September 15, 2022
Contending with a Painful Past
In 2018, the school appointed Upper School English teacher Heidi Hojnicki the Edith Evans Distinguished Chair in English to recognize her extraordinary accomplishment as a teacher and advisor. As the holder of this chair, Hojnicki has a five years stipend to support activities related to her teaching.
Hojnicki took advantage of the summer months and leaned into several professional development opportunities. As the Director of Faculty and Learning, Hojnicki attended an education leadership workshop entitled “WOnderwomen” for four days in Atlanta. The groups engaged in futures thinking, imagining if college admissions moved to a lottery system and its impact on the college process and its potential to reinforce the stratification of have and have nots. Other breakout groups considered the various problems that we would be facing so that we could figure out potential solutions. “We were brainstorming the kinds of skills and dispositions that our students will need to face these future challenges,” she said.

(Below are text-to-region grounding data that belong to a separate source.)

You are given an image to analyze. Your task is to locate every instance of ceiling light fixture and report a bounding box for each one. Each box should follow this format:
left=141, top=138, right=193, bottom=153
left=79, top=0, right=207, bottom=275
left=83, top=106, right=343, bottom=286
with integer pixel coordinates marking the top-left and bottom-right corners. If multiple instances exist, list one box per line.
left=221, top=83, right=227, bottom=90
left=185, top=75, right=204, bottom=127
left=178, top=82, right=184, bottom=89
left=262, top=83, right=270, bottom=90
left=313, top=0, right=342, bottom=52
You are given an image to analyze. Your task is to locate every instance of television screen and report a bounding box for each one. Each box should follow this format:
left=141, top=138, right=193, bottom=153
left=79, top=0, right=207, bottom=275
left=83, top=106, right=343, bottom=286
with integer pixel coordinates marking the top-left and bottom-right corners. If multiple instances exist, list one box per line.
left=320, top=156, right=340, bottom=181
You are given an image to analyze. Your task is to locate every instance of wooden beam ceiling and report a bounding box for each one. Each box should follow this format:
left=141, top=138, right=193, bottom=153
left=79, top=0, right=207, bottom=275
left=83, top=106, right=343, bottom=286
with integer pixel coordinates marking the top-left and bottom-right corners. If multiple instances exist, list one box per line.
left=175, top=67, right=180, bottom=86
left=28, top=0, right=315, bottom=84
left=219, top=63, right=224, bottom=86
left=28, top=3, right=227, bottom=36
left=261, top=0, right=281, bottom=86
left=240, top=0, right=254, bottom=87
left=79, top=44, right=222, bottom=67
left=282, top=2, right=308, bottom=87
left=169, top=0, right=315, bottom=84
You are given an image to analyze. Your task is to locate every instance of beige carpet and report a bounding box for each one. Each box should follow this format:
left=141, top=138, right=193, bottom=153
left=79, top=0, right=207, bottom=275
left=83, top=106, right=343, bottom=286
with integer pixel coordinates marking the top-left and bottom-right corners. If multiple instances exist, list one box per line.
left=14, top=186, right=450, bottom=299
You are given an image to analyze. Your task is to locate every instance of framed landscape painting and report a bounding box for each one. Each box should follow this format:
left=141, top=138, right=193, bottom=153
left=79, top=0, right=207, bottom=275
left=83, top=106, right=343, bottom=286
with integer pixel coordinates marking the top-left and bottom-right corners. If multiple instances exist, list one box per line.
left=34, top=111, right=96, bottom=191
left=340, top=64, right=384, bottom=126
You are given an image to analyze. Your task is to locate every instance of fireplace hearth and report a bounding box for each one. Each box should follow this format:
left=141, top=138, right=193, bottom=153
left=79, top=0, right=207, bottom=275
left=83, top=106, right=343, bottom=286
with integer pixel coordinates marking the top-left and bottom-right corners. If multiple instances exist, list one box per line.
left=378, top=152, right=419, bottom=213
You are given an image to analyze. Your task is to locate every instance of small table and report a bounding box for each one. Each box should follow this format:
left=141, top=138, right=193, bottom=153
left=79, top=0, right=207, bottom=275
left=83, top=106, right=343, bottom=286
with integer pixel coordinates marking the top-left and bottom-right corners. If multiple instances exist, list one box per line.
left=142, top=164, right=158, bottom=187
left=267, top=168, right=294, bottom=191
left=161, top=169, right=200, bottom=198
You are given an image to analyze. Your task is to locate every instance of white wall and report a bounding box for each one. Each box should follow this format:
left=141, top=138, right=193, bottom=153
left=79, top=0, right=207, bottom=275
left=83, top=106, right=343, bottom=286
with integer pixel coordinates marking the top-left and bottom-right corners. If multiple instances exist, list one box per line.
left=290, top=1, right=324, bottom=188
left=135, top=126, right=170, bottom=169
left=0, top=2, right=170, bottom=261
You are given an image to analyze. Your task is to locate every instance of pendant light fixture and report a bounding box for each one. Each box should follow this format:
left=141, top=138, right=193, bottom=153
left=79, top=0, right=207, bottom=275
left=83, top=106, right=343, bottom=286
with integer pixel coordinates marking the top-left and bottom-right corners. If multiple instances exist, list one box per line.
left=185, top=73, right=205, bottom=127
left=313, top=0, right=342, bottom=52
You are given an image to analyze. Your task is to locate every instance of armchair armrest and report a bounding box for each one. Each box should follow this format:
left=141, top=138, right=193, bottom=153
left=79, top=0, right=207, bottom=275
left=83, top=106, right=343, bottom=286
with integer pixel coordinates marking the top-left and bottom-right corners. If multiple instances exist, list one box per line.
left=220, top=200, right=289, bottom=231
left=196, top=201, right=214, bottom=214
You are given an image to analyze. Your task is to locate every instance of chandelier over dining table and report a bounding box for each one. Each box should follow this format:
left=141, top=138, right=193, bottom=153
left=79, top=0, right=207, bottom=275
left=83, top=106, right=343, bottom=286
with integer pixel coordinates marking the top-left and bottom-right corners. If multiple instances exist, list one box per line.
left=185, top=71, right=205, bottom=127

Following that workshop, Hojnicki headed to Montgomery, Alabama, to visit two cultural sites, the Legacy Museum and the National Memorial for Peace and Justice. These landmark institutions narrate the legacy of slavery, lynching, racial segregation, and the connection to mass incarceration and racial bias. American lawyer and social justice activist Bryan Stevenson spearheaded the museum’s creation and is one of the authors of Hojnicki’s senior elective, “Incarceration Nation” reads in the class.
“Part of it was personal,” she said, “but in my class, we examine many issues related to the prison system, and we read Byrvan Stevenson, among other options.”
Hojnicki’s class wrestles with challenging, important content and examines why we as a society imprison: to punish, for community safety, or for rehabilitation. According to her course description, the class “uses writing as a vehicle for developing empathy while understanding that unless we experience imprisonment, we won’t truly understand the experience. “The class recently presented several background issues for a better understanding of the origins of the modern prison system. One of the topics was the establishment of Parchment Farms and Angola penitentiaries which were founded as plantation prisons right after slavery ended with the 13 Amendment. Another topic included diving into the explosion of mass incarceration due to the war on drugs. The class discussed what we do when we start decriminalizing some drugs.
“I want to hear everyone’s perspective,” she said. “I want the student to examine why they believe what they believe and explore logical fallacies and bias to think about how it affects our own writing.”
Nancy Brayton Krieble ’33 endowed the Chair in honor of Edith Evans, a long-time English teacher at Oxford School.